PI errors...does the total PIE matter?

as in the title, does the total PIE matter/affect the playablility/quality of recorded data? i kno that the max should not exceed 280, but does the total matter? also, max PIF should not exceed 4, but does the total PIF matter? Thanks in advance. :slight_smile:

Some people use the total errors as kind of a measuring stick of how well the the disk burned overall (especially when people are comparing insanly good burns and both graphs are so good that it is difficult/imposible to tell which is beter). Total errors do not have a direct impact on playability though. you can have a disk with low total errors but with a bad spike in errors in one spot, and the disk has a good chance of messing up when that bad spot is trying to be read. You can have kind of high total errors but if the max doesn’t go that high, it most liklly is going to play just fine.

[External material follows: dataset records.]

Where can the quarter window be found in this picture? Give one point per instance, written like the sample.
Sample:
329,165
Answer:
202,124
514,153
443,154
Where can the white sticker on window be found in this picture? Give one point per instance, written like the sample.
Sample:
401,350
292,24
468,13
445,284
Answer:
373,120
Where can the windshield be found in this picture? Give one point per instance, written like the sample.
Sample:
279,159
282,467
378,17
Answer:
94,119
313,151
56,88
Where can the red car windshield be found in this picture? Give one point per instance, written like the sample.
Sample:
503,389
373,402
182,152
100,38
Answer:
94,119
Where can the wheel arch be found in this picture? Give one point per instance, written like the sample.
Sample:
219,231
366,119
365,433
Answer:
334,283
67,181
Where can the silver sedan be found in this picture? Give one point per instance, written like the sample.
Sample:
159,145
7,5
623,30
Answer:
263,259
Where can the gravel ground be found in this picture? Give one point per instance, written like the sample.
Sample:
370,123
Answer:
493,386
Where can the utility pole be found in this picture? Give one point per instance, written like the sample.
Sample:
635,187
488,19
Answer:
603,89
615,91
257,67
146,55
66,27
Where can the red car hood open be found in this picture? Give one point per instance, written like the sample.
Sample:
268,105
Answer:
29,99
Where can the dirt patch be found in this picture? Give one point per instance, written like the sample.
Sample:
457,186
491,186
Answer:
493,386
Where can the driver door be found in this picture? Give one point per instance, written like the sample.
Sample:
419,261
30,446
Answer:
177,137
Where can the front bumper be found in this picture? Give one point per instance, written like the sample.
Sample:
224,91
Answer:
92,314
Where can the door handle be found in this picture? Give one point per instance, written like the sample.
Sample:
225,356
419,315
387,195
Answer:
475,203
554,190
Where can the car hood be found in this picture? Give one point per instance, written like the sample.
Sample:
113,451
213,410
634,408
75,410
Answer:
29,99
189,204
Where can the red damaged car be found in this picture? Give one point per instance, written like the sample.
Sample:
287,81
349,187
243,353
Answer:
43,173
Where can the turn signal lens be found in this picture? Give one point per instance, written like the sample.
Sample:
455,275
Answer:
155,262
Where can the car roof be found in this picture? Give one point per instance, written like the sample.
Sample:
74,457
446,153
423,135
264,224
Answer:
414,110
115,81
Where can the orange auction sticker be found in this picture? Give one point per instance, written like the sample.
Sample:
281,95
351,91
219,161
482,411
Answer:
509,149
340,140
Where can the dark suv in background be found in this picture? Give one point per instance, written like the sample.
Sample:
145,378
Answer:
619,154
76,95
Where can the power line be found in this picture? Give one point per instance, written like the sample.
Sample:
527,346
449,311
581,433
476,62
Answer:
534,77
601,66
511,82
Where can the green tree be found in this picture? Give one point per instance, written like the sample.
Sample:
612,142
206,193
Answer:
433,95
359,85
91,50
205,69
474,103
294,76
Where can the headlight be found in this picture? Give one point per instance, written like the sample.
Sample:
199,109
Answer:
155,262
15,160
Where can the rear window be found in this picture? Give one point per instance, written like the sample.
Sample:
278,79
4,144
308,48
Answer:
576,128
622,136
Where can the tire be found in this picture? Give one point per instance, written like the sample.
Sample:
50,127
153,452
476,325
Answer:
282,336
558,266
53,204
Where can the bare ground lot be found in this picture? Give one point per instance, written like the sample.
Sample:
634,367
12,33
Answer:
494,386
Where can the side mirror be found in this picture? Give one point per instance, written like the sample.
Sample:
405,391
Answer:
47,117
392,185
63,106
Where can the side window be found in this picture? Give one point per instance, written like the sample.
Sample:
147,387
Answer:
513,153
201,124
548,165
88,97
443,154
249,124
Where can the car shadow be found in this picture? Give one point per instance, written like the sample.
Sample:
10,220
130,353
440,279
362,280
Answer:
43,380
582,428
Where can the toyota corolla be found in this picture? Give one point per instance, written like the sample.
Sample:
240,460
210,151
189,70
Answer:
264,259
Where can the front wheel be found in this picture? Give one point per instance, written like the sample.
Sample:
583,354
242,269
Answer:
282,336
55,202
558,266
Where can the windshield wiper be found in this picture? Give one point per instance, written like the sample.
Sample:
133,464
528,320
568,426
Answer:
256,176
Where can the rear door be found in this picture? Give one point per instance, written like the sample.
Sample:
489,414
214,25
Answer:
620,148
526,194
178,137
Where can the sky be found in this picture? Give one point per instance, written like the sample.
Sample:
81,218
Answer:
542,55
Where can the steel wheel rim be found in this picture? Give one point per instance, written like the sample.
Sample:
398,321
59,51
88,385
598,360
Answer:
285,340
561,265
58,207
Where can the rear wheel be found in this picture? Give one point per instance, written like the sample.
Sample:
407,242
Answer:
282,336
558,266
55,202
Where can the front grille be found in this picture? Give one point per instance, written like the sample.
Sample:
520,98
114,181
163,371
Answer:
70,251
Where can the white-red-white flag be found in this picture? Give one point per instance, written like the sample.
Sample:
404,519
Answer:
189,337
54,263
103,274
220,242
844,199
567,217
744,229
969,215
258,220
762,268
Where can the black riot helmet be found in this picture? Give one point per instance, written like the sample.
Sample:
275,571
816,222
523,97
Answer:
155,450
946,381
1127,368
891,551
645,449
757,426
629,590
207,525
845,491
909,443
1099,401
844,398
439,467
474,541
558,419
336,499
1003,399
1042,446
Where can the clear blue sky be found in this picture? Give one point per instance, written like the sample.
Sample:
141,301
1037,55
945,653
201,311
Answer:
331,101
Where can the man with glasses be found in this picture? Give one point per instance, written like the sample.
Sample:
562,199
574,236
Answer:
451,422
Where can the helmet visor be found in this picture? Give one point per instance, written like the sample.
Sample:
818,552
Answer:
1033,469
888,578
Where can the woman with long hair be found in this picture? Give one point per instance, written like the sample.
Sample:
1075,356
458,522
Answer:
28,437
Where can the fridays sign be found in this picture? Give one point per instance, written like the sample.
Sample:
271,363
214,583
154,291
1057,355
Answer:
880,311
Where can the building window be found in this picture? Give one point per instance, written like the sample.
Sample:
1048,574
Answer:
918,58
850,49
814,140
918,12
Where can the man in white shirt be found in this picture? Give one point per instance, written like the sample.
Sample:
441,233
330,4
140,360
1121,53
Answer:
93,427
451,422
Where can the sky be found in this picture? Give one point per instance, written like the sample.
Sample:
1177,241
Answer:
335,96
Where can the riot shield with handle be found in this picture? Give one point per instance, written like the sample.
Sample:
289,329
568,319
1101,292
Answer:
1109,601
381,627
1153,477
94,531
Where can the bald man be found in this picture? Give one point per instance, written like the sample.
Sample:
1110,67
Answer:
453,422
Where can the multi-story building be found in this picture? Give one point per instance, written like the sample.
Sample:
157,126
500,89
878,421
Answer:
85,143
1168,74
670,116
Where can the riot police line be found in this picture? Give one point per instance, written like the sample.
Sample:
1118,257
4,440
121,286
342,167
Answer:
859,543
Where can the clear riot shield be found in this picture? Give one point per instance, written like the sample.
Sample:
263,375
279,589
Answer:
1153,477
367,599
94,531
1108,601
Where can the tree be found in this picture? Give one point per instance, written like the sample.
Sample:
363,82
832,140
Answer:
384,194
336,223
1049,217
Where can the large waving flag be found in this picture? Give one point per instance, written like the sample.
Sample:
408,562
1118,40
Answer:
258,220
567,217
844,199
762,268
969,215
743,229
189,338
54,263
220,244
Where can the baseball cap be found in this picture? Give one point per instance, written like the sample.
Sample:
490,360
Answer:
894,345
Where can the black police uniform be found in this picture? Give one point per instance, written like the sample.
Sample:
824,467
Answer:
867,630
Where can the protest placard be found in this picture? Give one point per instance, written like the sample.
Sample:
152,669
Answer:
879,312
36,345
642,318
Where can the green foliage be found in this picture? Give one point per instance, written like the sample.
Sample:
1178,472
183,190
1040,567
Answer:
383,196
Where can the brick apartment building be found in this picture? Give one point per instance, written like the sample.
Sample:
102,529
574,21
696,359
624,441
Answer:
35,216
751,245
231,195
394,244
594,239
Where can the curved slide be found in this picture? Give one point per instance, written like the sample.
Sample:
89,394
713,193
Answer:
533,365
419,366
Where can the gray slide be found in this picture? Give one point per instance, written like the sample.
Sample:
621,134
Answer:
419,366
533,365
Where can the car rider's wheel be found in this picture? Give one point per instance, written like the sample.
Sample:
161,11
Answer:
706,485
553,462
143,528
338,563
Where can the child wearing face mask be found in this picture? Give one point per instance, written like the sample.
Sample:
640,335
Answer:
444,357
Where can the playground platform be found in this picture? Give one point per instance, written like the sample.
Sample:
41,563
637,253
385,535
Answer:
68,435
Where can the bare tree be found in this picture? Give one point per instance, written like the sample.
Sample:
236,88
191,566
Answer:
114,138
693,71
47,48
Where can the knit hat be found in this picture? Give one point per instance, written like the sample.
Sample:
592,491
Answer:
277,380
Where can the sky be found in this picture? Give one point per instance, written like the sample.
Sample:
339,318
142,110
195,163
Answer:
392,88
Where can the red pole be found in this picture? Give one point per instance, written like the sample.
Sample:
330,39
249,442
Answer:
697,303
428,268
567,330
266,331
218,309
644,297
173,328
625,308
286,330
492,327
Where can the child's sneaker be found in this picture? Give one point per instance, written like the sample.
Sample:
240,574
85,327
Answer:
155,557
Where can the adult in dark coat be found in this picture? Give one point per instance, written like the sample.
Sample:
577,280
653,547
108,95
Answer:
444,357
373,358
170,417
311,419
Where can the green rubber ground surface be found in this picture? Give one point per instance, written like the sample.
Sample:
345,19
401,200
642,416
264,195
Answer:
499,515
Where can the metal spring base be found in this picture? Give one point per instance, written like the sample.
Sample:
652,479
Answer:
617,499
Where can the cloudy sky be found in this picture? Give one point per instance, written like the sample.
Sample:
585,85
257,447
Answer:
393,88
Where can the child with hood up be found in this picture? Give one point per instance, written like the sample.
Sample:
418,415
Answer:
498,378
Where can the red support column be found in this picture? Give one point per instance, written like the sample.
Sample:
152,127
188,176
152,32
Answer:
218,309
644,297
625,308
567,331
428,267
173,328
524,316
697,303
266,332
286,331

About the 280/4 limits. Those are the book standards but not all drives can scan acording to the book standards. Some drives scan at ecc 8/8 so the limits would be 280/32. Some drives scan at ecc 8/1 so the limits would be 280/4. Some even scan at other ecc rates but those two are the most common. In therory, 280 is the pie limit but in general, a good burn will be substantially below that. if it is spiking up to 200, its a kind of iffy burn that should play fine but might have problems on some drives/players. It is perfectlly reasonable to keep them below 50 once you find good firmware and media for your drive. I keep almost all of mine below 20 (on many, the pie are all even below 10). Pif can be a little harder to keep low (especialy if you have an ecc8/1 drive where the limits are 280/4). While I have had disks that didn’t go over 1, I wouldn’t be upset if it had some spikes going up to 3 or maybe even 4. If there are areas that climb up to 3 or 4 (not just small single spikes here and there) I might get concerned.

You shouldn’t worry about single high pif spikes, as long as they aren’t larger areas in the scan with higher spikes, that’s ok. But also it depends on a drive or a player, i’ve seen media with pie over 280 and are workin still fine.

I like to keep my errors nice and low but rapid fire is right, single spikes can sometimes be ignored and can even be cause by the drive that is scanning rather than an actual error on the disk. Usally if I get a single spike that is high or very high, I will run a transfer rate test to see if it has read problems at that point. As far as pie, its kind of subjective. The book standard says something along the lines of the average player should be able to play a disk with pie under 280. I would think that means that a good reader could read a disk with errors over 280 while a poor reader might not be able to read a disk with pie up to 280. As far as what is aceptable and readable, again it is subjective. The best test is to play it and see if it plays (if you have multiple players, maybe try it on them all if it is suspect). It is also subjective as opinions on what is aceptable error levels very quite a bit. Personally, I think that it is easy enough to get disks that scan with low errors, why not keep them as low as possible. It takes a little learning and practice though, so don’t be upset if you get higher error rates to start out with. If they play then they play. In the long run, disks with low errors will liklly seve you beter (especially with important data) so why not work towards acheiving very good burns?

Me too! :wink:

wow…thanks a lot for the replies :smiley:

One thing I forgot to mention. Media deteroriates (even the good stuff deteriorates a little) and scratches (even fine, nearlly invisible ones) make the disk harder to read. That disk may be readable now, but will it be in six months or a year? That is another reason to try to keep errors resonably lower than book standards. If a disk plays fine but is marginal error wise, is it going to be playable when errors increase due to deteroration and or scratches?